Artifacts or just plain art? Dyani White Hawk wants to recategorize Indigenous works as early abstract

The Denver Post
April 19, 2022

Who invented modern art? Or, more specifically, abstract art?

We all know the answer. It was the free-thinking American and European painters of the mid-20th century, heroes like Mark Rothko, Jackson Pollack and Clyfford Still who get all the credit for helping us see a whole new world of painting when they began emphasizing form and color over figurative imagery.

But artist Dyani White Hawk has a different point of view. She sees abstraction in generations of hand-made objects created by Native Americans in North America, in the patterns and shapes of fabrics and beadwork created by Indigenous women for centuries.

The Lakota artist conjures all sorts of evidence for this theory in her show, "Speaking to Relatives," now at the Museum of Contemporary Art Denver, presenting paintings, hand-stitched beadwork and videos that recall traditional "crafts" and invite convincing comparisons to the famous and revered easel painters who came about later.

Those of us accustomed to encountering work by names like Rothko and Picasso and O'Keeffe in contemporary art museums - but almost never the work of makers from Ingenious tribes in the Northern Plains - will see the similarities in the forms that appear colorfully on her canvases.

The word "crafts" goes into quotes here because "Speaking to Relatives," as it is presented at the MCA, argues that these Indigenous objects should be thought of as art rather than the "artifacts" that they are often categorized as.

This is not just a matter of semantics. it suggests an entire reordering of the history of art, and elevating Native American art to the same status as art made in the post-colonial continent. In that way, "Speaking to Relatives" honors and preserves Native American history but also attempts to rewrite it. 

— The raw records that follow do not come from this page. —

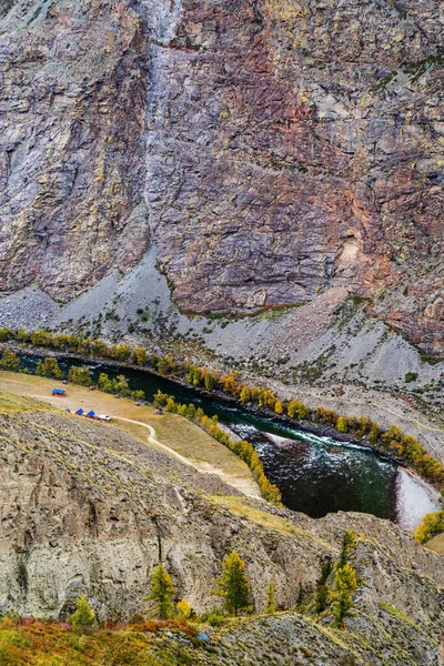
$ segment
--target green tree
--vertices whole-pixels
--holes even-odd
[[[344,618],[354,615],[353,593],[356,587],[356,572],[350,564],[336,569],[334,589],[331,593],[333,618],[336,627],[344,626]]]
[[[345,531],[342,535],[341,554],[336,568],[342,568],[349,562],[349,555],[356,545],[356,533],[354,529]]]
[[[128,385],[128,380],[124,375],[118,375],[113,381],[114,390],[122,397],[125,397],[131,394],[130,387]]]
[[[111,377],[105,372],[100,373],[98,383],[100,391],[104,391],[104,393],[112,393],[114,385]]]
[[[155,603],[155,615],[168,619],[174,615],[173,596],[176,589],[172,578],[162,564],[159,564],[150,576],[151,591],[148,598]]]
[[[215,386],[215,379],[209,370],[205,371],[205,374],[203,376],[203,383],[205,385],[206,391],[212,391]]]
[[[266,615],[273,615],[276,612],[276,597],[274,594],[274,583],[270,581],[269,591],[266,593],[265,613]]]
[[[336,430],[339,433],[346,433],[349,431],[349,421],[345,416],[337,417]]]
[[[245,575],[245,563],[232,551],[222,564],[222,578],[215,579],[219,589],[214,594],[223,597],[226,612],[236,616],[249,607],[250,585]]]
[[[307,418],[310,416],[310,407],[299,400],[292,400],[289,403],[286,413],[291,418]]]
[[[131,347],[124,342],[121,342],[120,344],[113,344],[109,349],[109,355],[111,359],[115,359],[115,361],[128,361],[128,359],[131,356]]]
[[[191,604],[188,603],[186,599],[179,599],[178,602],[178,610],[179,614],[185,619],[190,619],[194,617],[195,613]]]
[[[0,365],[3,370],[9,370],[9,372],[18,372],[20,370],[20,359],[11,350],[4,350]]]
[[[276,414],[283,414],[284,405],[282,404],[281,400],[276,400],[276,402],[274,403],[274,411]]]
[[[147,359],[147,350],[144,350],[143,347],[135,347],[135,350],[132,353],[132,360],[134,361],[135,365],[145,365]]]
[[[11,331],[11,329],[8,329],[8,326],[3,326],[2,329],[0,329],[0,342],[7,342],[7,340],[11,340],[14,337],[16,334]]]
[[[80,386],[91,386],[92,377],[89,367],[85,365],[78,366],[73,365],[70,367],[68,379],[73,384],[80,384]]]
[[[82,594],[75,604],[75,612],[68,616],[68,622],[74,628],[90,627],[94,623],[94,612]]]
[[[42,377],[53,377],[54,380],[61,380],[62,377],[62,371],[59,367],[57,359],[53,356],[39,361],[36,374],[41,375]]]
[[[320,585],[315,594],[316,613],[322,613],[329,602],[329,588],[326,585]]]
[[[251,395],[250,395],[250,389],[248,386],[242,386],[240,398],[241,398],[241,403],[243,405],[245,403],[250,402]]]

White Hawk's "Moccasin" series, from the early 2010s, offers the sharpest example. The artist's abstract, acrylic-on-canvas works evoke the shapes of this particular footwear and the design patterns associated with traditional decoration of various apparel, blankets and jewelry. These decorations recall Native American arrangements of thread, beads and fabric, but they are rendered in sharp lines and hard edges and reduced to rectangles and circles. She places these images on backgrounds of solid color.